«Ces assassinats furent-ils commandés, furent-ils dirigés par quelques hommes? J'ai eu des listes sous les yeux, j'ai reçu des rapports, j'ai recueilli quelques faits; si j'avais à prononcer comme juge, je ne pourrais pas dire: Voilà le coupable.

«Je pense que ces crimes n'eussent pas eu un aussi libre cours, qu'ils eussent été arrêtés si tous ceux qui avaient en main le pouvoir et la force les eussent vus avec horreur; mais je dois le dire, parce que cela est vrai, plusieurs de ces hommes publics, de ces défenseurs de la patrie, croyaient que ces journées désastreuses et déshonorantes étaient nécessaires, qu'elles purgeaient l'empire d'hommes dangereux, qu'elles portaient l'épouvante dans l'âme des conspirateurs, et que ces crimes, odieux en morale, étaient utiles en politique.

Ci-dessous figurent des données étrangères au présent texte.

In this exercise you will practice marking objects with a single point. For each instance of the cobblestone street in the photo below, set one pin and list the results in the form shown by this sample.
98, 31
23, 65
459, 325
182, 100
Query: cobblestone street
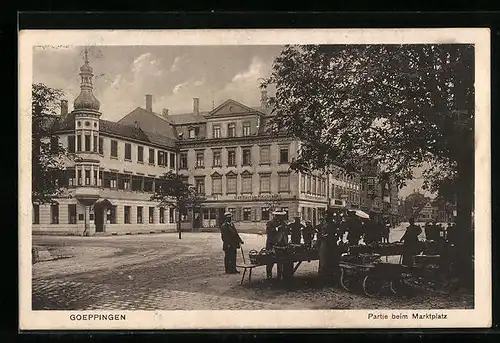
159, 271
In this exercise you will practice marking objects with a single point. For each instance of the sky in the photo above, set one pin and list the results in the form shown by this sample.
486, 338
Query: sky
172, 74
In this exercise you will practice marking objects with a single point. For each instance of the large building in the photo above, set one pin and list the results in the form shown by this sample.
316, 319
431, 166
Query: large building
225, 153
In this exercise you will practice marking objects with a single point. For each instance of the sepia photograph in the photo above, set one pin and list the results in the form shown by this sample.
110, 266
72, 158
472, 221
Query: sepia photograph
307, 174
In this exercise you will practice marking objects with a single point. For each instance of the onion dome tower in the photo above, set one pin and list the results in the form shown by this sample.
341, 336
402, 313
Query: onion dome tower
86, 114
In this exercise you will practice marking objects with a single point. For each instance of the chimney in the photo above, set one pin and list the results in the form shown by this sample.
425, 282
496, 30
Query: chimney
196, 106
263, 99
64, 107
149, 103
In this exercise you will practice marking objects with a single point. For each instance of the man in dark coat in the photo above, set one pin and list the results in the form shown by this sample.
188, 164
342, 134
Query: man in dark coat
386, 231
231, 241
295, 230
329, 253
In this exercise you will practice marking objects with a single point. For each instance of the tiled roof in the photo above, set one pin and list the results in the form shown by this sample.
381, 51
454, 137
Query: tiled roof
159, 139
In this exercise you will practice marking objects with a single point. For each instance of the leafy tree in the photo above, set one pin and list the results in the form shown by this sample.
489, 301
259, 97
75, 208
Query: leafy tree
173, 191
48, 154
404, 106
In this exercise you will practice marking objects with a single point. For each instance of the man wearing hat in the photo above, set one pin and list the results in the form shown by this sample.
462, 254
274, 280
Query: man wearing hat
231, 241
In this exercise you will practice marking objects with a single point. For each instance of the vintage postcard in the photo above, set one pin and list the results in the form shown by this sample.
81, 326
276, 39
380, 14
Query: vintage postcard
201, 179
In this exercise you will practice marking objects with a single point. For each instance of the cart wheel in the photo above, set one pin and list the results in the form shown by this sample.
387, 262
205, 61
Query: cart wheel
371, 286
345, 281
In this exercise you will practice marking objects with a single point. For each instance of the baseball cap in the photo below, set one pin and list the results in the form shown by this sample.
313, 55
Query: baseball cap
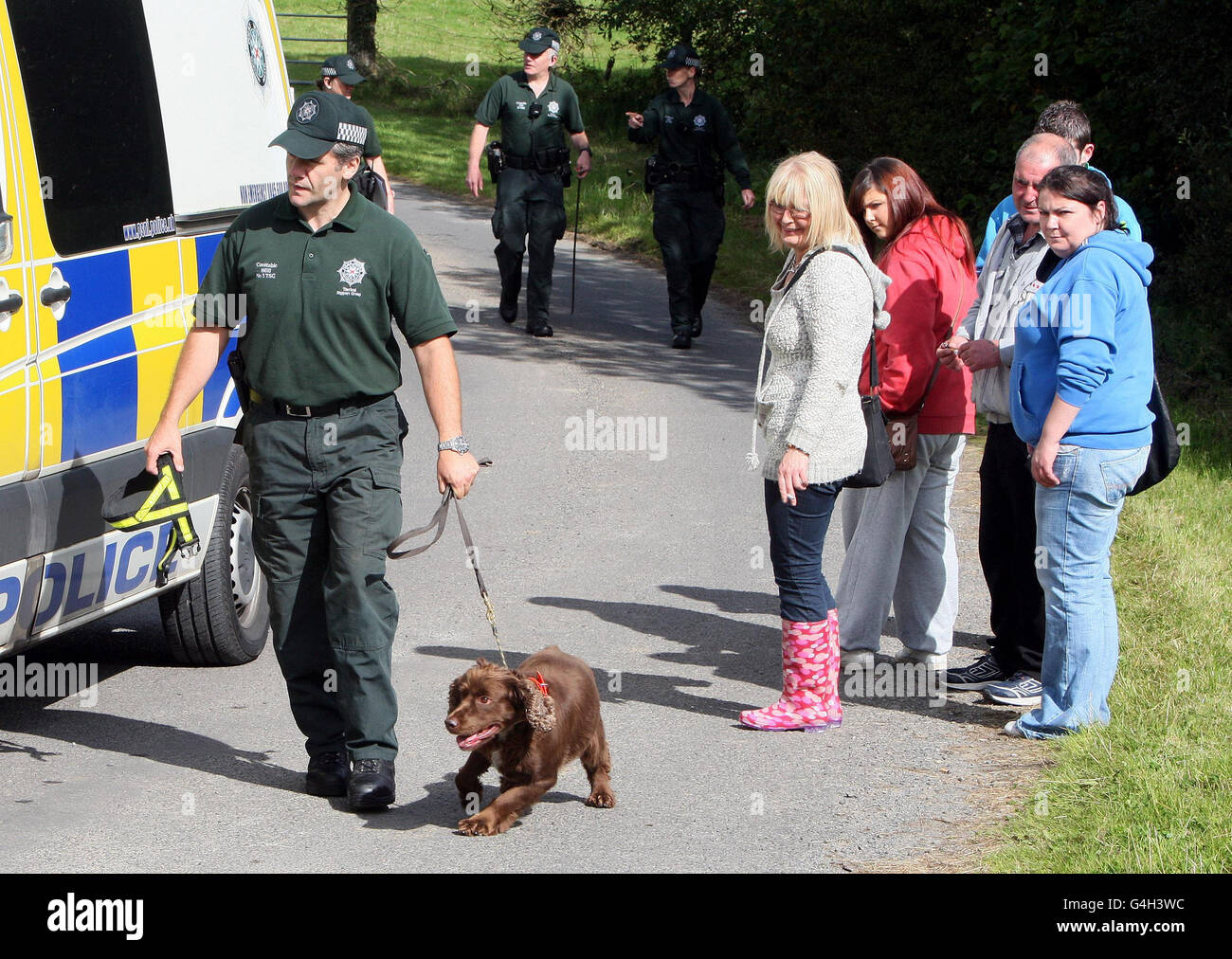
680, 56
343, 66
318, 121
538, 40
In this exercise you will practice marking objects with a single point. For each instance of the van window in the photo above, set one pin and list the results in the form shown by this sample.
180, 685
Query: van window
89, 81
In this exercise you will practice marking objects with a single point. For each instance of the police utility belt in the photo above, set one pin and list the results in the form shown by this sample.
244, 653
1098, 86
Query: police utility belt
695, 175
323, 409
553, 160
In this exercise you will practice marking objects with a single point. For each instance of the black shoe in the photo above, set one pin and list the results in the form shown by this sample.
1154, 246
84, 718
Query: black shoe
328, 774
371, 784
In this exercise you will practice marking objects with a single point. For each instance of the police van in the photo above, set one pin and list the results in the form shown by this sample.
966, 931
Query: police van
131, 135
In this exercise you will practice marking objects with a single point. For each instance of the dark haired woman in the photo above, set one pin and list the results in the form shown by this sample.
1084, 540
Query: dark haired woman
899, 545
1079, 385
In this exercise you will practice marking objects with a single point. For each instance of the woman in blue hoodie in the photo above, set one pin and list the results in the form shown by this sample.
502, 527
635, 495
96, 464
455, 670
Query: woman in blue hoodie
1080, 380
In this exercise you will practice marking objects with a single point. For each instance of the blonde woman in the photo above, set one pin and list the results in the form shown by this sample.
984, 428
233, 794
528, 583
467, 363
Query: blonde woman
824, 307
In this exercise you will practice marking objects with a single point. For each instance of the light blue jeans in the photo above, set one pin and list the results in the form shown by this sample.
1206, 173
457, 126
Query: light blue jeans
1076, 523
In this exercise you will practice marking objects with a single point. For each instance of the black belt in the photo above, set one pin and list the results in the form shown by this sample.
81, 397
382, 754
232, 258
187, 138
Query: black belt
321, 409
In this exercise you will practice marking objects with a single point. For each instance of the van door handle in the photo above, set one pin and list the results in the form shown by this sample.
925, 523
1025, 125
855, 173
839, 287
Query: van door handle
10, 304
48, 298
56, 294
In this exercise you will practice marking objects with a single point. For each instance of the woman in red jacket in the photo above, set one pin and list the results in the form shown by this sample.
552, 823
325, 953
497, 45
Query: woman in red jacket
899, 545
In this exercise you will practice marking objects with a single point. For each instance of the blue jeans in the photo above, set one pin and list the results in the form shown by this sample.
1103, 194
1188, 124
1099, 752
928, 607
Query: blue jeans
797, 534
1076, 523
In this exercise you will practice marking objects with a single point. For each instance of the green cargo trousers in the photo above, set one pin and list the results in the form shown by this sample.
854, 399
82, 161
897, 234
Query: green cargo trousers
529, 217
328, 503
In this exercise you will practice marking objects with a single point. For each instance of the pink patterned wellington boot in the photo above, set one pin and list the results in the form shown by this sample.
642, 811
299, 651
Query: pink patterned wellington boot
809, 680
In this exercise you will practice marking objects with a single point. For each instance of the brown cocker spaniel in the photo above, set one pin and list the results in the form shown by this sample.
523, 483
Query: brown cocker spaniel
530, 724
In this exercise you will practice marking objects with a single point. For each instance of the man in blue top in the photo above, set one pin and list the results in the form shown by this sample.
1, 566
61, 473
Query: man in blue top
1066, 119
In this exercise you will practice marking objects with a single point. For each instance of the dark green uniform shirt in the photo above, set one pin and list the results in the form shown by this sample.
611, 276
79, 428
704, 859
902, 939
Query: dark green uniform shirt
690, 135
509, 100
372, 144
319, 303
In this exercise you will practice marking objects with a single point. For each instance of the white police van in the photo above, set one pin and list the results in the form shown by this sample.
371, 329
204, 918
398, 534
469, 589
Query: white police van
131, 135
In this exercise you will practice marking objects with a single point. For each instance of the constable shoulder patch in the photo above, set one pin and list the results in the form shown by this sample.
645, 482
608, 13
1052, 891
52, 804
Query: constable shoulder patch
308, 109
350, 273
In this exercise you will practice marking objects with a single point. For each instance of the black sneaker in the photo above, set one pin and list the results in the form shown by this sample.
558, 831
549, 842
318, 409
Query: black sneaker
1021, 689
328, 774
981, 673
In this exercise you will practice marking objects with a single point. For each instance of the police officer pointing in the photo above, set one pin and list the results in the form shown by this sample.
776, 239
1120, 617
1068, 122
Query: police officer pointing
534, 109
321, 271
686, 176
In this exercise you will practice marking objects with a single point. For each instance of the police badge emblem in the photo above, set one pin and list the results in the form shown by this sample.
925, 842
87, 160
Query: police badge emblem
353, 271
307, 111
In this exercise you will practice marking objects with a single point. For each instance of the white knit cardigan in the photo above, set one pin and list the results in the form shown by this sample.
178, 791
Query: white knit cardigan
817, 333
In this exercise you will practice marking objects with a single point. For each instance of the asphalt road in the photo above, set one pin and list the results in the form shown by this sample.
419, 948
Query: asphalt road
649, 564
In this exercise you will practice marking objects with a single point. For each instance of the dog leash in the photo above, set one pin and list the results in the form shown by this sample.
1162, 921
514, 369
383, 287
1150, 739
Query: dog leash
438, 521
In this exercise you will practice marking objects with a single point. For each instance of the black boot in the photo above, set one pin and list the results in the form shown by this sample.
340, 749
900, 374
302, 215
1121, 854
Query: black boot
371, 784
510, 265
328, 774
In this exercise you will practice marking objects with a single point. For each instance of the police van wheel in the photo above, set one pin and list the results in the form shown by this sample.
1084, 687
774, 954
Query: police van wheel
222, 617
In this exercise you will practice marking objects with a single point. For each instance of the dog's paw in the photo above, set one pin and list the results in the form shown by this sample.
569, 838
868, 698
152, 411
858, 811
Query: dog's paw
481, 824
469, 795
602, 799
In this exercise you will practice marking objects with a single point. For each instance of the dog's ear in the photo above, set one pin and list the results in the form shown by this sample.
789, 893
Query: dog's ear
540, 709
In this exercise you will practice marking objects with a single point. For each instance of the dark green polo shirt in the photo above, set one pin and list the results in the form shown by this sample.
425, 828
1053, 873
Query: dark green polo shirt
319, 303
691, 134
509, 101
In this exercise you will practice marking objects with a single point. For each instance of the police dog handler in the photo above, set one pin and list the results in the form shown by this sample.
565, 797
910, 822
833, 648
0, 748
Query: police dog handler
323, 270
534, 109
691, 127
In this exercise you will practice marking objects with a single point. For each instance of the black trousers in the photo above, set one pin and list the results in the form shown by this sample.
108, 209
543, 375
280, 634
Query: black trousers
689, 226
529, 217
1006, 550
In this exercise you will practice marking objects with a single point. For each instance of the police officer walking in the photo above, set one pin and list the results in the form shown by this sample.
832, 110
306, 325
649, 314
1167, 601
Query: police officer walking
697, 139
337, 75
320, 271
534, 109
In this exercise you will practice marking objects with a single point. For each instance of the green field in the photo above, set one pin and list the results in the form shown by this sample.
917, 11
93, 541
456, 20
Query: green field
1150, 793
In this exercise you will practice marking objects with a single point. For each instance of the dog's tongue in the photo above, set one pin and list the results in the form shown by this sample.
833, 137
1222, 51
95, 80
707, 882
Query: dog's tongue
469, 742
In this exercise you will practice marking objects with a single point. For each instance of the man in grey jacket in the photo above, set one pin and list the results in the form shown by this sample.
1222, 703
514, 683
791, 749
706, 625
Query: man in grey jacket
1009, 673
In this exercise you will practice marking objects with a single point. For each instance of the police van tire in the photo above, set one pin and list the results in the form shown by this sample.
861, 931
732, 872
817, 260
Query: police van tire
222, 618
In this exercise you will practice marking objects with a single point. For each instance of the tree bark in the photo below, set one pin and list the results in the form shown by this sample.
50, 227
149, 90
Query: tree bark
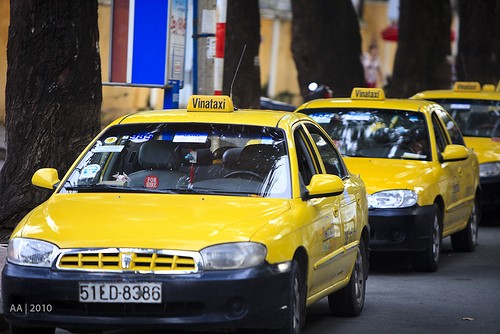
422, 59
242, 34
326, 45
478, 55
53, 95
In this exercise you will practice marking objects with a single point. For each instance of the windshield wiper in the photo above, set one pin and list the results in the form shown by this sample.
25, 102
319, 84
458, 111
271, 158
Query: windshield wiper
116, 188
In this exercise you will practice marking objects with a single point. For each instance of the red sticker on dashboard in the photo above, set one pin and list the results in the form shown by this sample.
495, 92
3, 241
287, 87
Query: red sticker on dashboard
151, 182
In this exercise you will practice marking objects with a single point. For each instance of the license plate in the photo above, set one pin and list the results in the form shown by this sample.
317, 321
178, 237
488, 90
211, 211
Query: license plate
119, 292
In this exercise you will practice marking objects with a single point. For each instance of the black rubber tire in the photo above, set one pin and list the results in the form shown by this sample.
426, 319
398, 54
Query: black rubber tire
428, 260
350, 300
466, 240
31, 330
296, 303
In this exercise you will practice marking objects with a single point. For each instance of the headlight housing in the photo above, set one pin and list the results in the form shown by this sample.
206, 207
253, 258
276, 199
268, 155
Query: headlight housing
392, 199
489, 169
238, 255
31, 252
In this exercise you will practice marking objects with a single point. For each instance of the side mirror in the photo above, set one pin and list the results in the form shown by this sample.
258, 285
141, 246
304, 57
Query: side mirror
455, 153
46, 178
324, 185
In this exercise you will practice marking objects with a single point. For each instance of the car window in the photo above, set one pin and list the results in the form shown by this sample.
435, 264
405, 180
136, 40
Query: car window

«Oui, voilà ce qui a ralenti le zèle de ceux à qui la loi avait confié le maintien de l'ordre, de ceux à qui elle avait remis la défense des personnes et des propriétés.

«On voit comment on peut lier les journées des 2, 3, 4 et 5 septembre à l'immortelle journée du 10 août; comment on peut en faire une suite du mouvement révolutionnaire imprimé dans ce jour, le premier des annales de la république; mais je ne puis me résoudre à confondre la gloire avec l'infamie, et à souiller le 10 août des excès du 2 septembre.

«Le comité de surveillance lança en effet un mandat d'arrêt contre le ministre Roland; c'était le 4, et les massacres duraient encore. Danton en fut instruit; il vint à la mairie: il était avec Robespierre. Il s'emporta avec chaleur contre cet acte arbitraire et de démence: il aurait perdu non pas Roland, mais ceux qui l'avaient décerné. Danton en provoqua la révocation: il fut enseveli dans l'oubli.

«J'eus une explication avec Robespierre; elle fut très vive: je lui ai toujours fait en face des reproches que l'amitié a tempérés en son absence; je lui dis:—Robespierre, vous faites bien du mal! Vos dénonciations, vos alarmes, vos haines, vos soupçons, agitent le peuple. Mais enfin, expliquez-vous; avez-vous des faits? avez-vous des preuves? Je combats avec vous, je n'aime que la vérité, je ne veux que la liberté.

«—Vous vous laissez entourer, vous vous laissez prévenir, me répondit-il, on vous indispose contre moi; vous voyez tous les jours mes ennemis; vous voyez Brissot et son parti.

«—Vous vous trompez, Robespierre; personne plus que moi n'est en garde contre les préventions, et ne juge avec plus de sang-froid les hommes et les choses.

«Vous avez raison, je vois Brissot; néanmoins rarement; mais vous ne le connaissez pas, et moi je le connais dès son enfance. Je l'ai vu dans ces momens où l'âme se montre tout entière, où l'on s'abandonne sans réserve à l'amitié, à la confiance: je connais son désintéressement; je connais ses principes, je vous proteste qu'ils sont purs. Ceux qui en font un chef de parti n'ont pas la plus légère idée de son caractère; il a des lumières et des connaissances, mais il n'a ni la réserve, ni la dissimulation, ni ces formes entraînantes, ni cet esprit de suite, qui constituent un chef de parti, et ce qui vous surprendra, c'est que, loin de mener les autres, il est très-facile à abuser.

«Robespierre insista, mais en se renfermant dans des généralités.—De grâce, lui dis-je, expliquons-nous: dites-moi franchement ce que vous avez sur le coeur, ce que vous savez?